Revisiting: ‘Rome, Open City’, a Cornerstone of Italian Neorealist Cinema
If you have ever found yourself in a world cinema university course or a retrospective on Italian cinema, you have likely seen Rome, Open City (Città Aperta) - one of the most celebrated films of the Italian neorealism movement of the 1940s and early 1950s. Directed by Roberto Rossellini, Rome, Open City was filmed in 1945 and released the following year. The movie is well-known to be the first in Rossellini's War Trilogy, followed by Paisan and Germany, Year Zero. In the nearly eight decades since its release, Rome, Open City's legacy as a work with powerful intentions of depicting the harsh realities of life continues to impact audiences and influence filmmakers worldwide.
Filmed in early 1945 before World War II had officially ended, Rome, Open City's narrative is set in the last days of Nazi-occupied Rome before the Allied Powers liberated the city in June 1944. The movie uses a fictionalized story and characters based on an amalgamation of research from first-hand accounts and Rossellini's real-life experiences during the war. Rome, Open City features many characters from all walks of life orbiting Giorgio Manfredi (Marcello Pagliero, an Italian filmmaker who also served as a screenwriter on Paisan), a leader of the National Liberation Committee working against the collaboration of the Italian Fascists and the Nazi regime. Emphasizing the complex interconnectivity of such an array of authentic identities during a time of great tragedy and destruction in modern history, Rome, Open City balances real-world portrayals of the city while utilizing a melodramatic narrative that strikes the universality of human emotion.
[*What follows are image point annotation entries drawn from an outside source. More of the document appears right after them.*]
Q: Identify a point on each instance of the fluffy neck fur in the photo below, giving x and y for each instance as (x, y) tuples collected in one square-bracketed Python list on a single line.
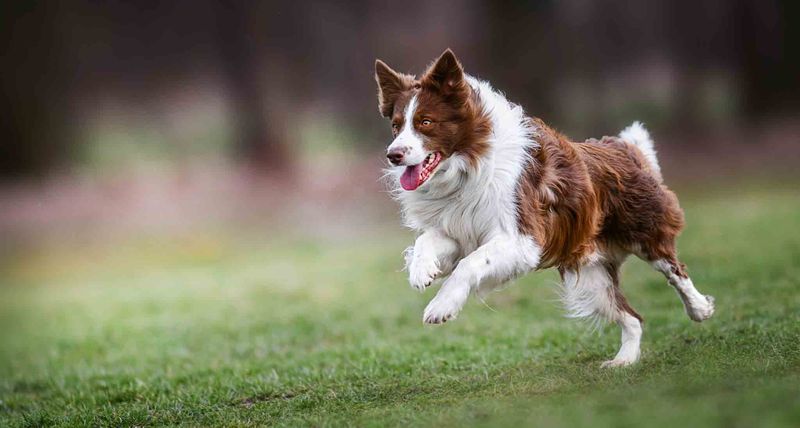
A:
[(471, 202)]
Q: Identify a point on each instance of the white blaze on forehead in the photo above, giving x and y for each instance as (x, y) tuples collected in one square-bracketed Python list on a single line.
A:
[(411, 108), (409, 140)]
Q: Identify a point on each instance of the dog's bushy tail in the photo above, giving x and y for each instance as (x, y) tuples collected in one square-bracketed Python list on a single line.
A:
[(637, 135)]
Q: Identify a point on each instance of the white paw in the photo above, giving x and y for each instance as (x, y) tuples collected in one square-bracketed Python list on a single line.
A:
[(442, 309), (617, 362), (701, 310), (422, 272)]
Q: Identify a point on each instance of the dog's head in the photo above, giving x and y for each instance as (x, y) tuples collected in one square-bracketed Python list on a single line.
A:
[(434, 118)]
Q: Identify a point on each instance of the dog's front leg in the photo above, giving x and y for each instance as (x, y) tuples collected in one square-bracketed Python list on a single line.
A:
[(502, 258), (432, 255)]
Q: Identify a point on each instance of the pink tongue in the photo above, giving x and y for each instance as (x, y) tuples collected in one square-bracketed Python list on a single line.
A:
[(410, 178)]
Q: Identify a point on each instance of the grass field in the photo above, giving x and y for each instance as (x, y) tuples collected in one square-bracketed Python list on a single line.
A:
[(241, 329)]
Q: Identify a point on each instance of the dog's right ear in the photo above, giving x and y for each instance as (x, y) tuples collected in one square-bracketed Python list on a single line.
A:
[(391, 85)]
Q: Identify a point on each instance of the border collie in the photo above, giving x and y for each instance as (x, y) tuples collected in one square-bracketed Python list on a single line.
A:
[(495, 194)]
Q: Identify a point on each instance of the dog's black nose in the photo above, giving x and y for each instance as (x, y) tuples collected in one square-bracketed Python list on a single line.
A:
[(396, 156)]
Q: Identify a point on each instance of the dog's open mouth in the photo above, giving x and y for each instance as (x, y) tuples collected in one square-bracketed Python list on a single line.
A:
[(415, 175)]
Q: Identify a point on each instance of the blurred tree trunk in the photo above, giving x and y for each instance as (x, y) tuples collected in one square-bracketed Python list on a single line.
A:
[(257, 141)]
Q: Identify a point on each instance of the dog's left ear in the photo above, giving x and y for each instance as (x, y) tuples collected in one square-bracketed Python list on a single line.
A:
[(446, 74), (391, 85)]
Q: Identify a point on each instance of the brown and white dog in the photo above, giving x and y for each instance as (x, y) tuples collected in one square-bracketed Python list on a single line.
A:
[(495, 194)]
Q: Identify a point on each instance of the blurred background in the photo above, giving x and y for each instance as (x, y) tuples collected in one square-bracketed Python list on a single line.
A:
[(162, 118)]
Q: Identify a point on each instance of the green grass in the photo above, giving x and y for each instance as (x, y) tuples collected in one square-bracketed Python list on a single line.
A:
[(224, 330)]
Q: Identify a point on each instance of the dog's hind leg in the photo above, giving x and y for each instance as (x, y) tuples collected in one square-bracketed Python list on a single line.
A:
[(592, 291), (699, 307)]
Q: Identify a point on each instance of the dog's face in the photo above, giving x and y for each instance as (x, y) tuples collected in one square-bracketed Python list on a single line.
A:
[(433, 118)]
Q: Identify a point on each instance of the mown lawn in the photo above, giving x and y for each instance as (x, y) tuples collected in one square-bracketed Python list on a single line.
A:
[(240, 329)]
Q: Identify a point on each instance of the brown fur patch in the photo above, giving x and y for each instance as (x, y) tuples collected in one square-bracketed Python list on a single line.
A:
[(575, 198)]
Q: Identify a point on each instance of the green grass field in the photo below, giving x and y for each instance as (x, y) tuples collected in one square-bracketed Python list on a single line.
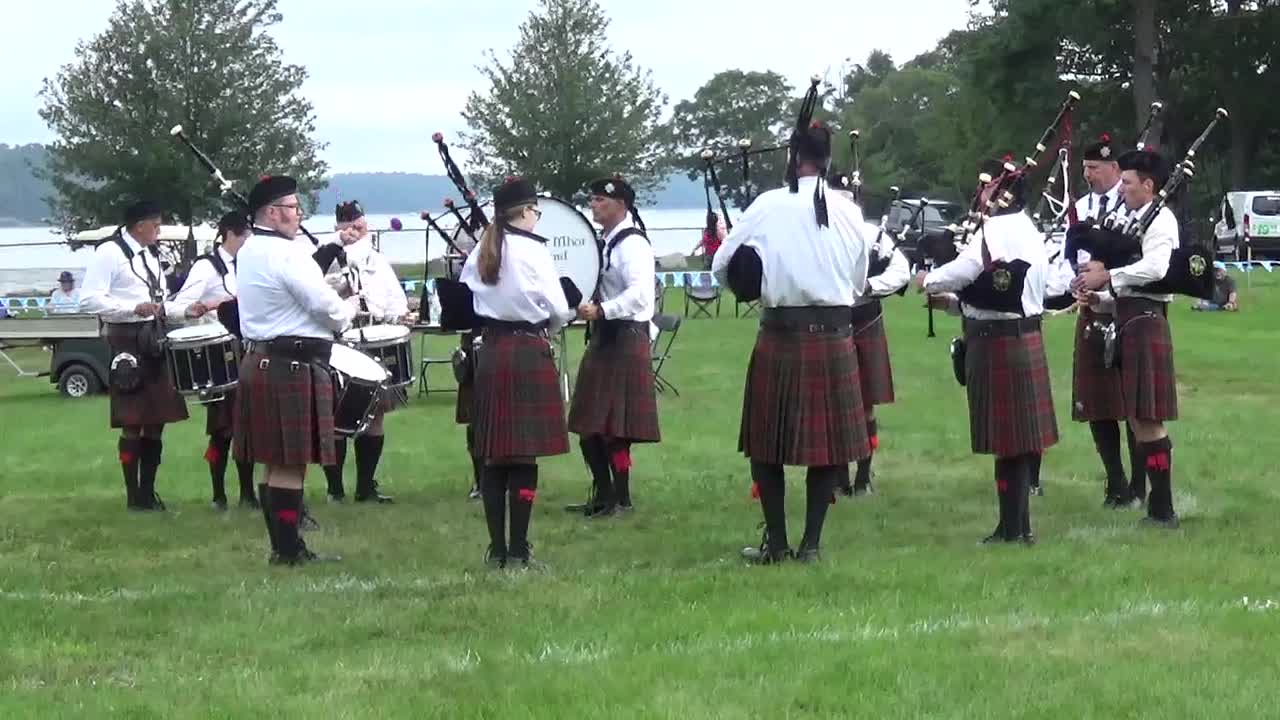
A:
[(109, 614)]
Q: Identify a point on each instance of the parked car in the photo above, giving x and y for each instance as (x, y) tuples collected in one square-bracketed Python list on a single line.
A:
[(1249, 219)]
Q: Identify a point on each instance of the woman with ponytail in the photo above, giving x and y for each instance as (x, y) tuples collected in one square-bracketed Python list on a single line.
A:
[(517, 411)]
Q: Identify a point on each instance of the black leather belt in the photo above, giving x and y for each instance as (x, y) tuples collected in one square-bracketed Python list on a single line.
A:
[(817, 319), (1002, 328), (867, 313), (298, 349)]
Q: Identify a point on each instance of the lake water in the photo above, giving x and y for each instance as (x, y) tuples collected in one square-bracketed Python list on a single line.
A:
[(32, 258)]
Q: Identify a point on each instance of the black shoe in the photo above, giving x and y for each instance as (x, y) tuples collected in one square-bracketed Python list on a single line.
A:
[(494, 559), (1170, 523), (375, 497), (807, 555)]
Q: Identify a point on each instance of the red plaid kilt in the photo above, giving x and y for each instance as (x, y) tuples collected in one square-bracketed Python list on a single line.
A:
[(156, 401), (517, 409), (220, 417), (466, 391), (1096, 390), (1146, 354), (613, 395), (803, 401), (873, 365), (1010, 399), (283, 417)]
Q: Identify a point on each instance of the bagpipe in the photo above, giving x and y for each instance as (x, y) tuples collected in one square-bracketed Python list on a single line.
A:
[(1191, 267)]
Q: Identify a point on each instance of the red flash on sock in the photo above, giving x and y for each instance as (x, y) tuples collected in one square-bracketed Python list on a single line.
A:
[(621, 460), (1157, 461)]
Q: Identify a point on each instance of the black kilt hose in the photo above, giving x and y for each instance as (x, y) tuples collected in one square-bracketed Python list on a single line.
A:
[(517, 409), (613, 395), (1146, 355), (284, 411), (466, 391), (1096, 390), (803, 400), (156, 400), (872, 347), (1006, 378)]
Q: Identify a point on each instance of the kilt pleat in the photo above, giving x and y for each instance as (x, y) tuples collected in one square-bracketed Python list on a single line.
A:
[(1148, 382), (803, 401), (1010, 399), (466, 391), (517, 409), (284, 413), (156, 401), (1096, 390), (613, 393), (873, 364)]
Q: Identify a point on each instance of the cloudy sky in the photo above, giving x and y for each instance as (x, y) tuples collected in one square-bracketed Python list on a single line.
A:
[(387, 73)]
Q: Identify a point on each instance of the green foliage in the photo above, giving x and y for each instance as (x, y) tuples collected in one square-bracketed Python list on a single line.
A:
[(206, 64), (565, 109)]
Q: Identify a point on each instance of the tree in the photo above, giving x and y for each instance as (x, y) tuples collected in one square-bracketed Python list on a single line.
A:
[(206, 64), (565, 109), (732, 105)]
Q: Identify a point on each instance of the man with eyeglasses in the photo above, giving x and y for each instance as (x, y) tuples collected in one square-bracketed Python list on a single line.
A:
[(288, 318), (123, 286)]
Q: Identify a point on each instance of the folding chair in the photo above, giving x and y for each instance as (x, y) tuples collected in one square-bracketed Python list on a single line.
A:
[(667, 326), (702, 296)]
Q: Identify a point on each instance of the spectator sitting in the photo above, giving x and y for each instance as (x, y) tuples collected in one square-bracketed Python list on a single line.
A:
[(65, 299), (1224, 294)]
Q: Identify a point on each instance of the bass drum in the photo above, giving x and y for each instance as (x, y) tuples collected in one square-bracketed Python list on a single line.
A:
[(571, 238)]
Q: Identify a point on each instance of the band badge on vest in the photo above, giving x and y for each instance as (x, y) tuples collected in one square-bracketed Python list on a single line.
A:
[(1197, 265), (1001, 279)]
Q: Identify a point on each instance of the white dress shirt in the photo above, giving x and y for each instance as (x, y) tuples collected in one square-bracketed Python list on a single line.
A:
[(1157, 247), (528, 287), (114, 286), (205, 286), (627, 279), (64, 301), (895, 277), (282, 292), (379, 288), (804, 264), (1009, 237)]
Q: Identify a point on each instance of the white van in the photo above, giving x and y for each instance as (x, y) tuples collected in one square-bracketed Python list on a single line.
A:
[(1253, 215)]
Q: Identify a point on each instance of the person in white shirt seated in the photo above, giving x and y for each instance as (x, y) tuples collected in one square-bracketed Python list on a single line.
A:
[(65, 299), (517, 413), (383, 297), (289, 315), (123, 286), (209, 296)]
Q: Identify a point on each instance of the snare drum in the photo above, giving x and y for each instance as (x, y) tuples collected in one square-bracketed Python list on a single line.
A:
[(359, 383), (389, 346), (204, 360)]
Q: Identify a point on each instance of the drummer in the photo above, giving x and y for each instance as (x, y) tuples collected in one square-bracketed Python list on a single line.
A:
[(382, 299), (123, 286), (615, 404), (288, 315), (209, 296)]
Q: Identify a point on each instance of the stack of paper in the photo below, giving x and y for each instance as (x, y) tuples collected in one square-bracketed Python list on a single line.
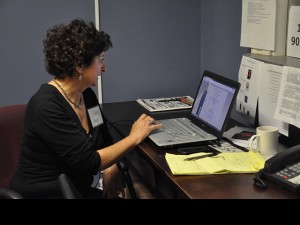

As one of the earliest movies of Italian neorealism, Rome, Open City complies with the movement's ideologies through its visual and narrative language, transmitting it to audiences with influential methods that carried the movement to the forefront of world cinema. With filmmaking plainly deprived by the austerity and devastation of a country in wartimes, much of Rossellini's direction in Rome, Open City is informed by its limitations. Only a few studio sets are used throughout the film, with the director instead choosing to shoot on real locations to convey the fierce obliteration of Rome, which was heavily bombed by the Allies throughout 1943 and 1944. As a result, many of the film's scenes are set against the backdrop of the city's crumbling buildings and ruined infrastructure. This priority of on-location shooting would become an essential foundation of Italian neorealism. In addition, Rome, Open City was shot on 35mm film stock that was only available on the black market - resulting in a varied look and texture that mirrors the documentary footage and newsreels taken throughout the war. The documentary feel of Rome, Open City is reinforced through the reliance on natural lighting and, perhaps most notably, Rossellini's decision to cast non-actors in many of the film's roles. Other than Anna Magnani - one of Italy's most celebrated actors of her time - non-professional actors who lived in Rome were used to portray the hardships of living in occupied Italy with absolute first-hand truthfulness.